Cloves Spice -
Aromas and Flavors of Wine
 | Cloves are very commonly used in cooking, especially in holiday celebrations. Cloves have been used in China for over 2000 years! Did you know that cloves come from a "clove tree" and the little black objects are the buds of the tree, all dried up? |
You should easily be able to find cloves in the spice section of any grocery store.
The Wines with Clove Flavor
The clove flavor in wine is often associated with Rioja, a red, spicy wine from Spain. This wine is great with BBQ steaks and other strong flavored meats.
Another wine that has flavors of clove in it is Gewurztraminer, a white wine that traditionally comes from Germany. The gewurztraminer grape is now also being grown in California and Australia. These wines tend to be on the sweet side.
Clove is also a flavor that is brought on by a certain technique in winemaking. Winemakers often put wine into barrels after the wine is made, so the wine can absorb flavors from those barrels as they age. The barrels are "toasted" on the inside to a certain level of toastiness. The level of toast affects the kinds of flavors that the wine takes on.
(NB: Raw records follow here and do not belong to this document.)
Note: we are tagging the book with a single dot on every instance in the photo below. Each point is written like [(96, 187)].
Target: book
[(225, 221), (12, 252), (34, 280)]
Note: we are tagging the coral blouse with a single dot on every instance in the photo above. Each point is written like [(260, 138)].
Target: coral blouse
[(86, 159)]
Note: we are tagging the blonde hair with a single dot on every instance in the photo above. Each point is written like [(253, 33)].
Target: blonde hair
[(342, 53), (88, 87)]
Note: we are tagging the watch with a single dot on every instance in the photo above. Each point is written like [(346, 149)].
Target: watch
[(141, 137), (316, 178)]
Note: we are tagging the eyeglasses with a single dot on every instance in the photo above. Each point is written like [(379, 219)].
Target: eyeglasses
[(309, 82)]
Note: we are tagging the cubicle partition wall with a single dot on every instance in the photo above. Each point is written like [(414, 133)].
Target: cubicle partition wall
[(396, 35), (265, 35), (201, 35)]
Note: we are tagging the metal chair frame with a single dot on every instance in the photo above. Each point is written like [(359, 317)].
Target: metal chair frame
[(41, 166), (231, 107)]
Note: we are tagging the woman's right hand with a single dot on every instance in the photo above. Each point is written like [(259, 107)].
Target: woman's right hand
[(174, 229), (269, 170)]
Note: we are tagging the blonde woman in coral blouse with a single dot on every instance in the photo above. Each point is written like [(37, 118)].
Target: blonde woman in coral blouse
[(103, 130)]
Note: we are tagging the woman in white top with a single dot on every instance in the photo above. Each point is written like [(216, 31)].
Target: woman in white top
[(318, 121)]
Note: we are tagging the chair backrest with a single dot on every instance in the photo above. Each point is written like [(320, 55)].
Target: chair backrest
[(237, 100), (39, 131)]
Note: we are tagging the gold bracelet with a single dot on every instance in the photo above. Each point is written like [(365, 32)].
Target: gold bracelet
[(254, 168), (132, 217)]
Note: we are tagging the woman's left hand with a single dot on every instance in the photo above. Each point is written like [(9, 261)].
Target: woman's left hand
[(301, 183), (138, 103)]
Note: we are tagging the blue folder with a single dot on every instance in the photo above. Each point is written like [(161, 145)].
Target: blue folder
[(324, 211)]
The more toasty, the stronger the flavor that the wine picks up. Most people associate vanilla as a flavor that oak-aging gives to a wine, but cloves is another flavor that a wine aged in toasted oak will pick up.
Since the clove flavor goes so well with wine, there are even two types of wine that cloves are physically added in to the wine. One is Mead, the honey wine that has been enjoyed for centuries. A mead that has cloves added is called Metheglin. The other wine type is Mulled Wine, which is a wine-spice mixture that is served warm in the winter.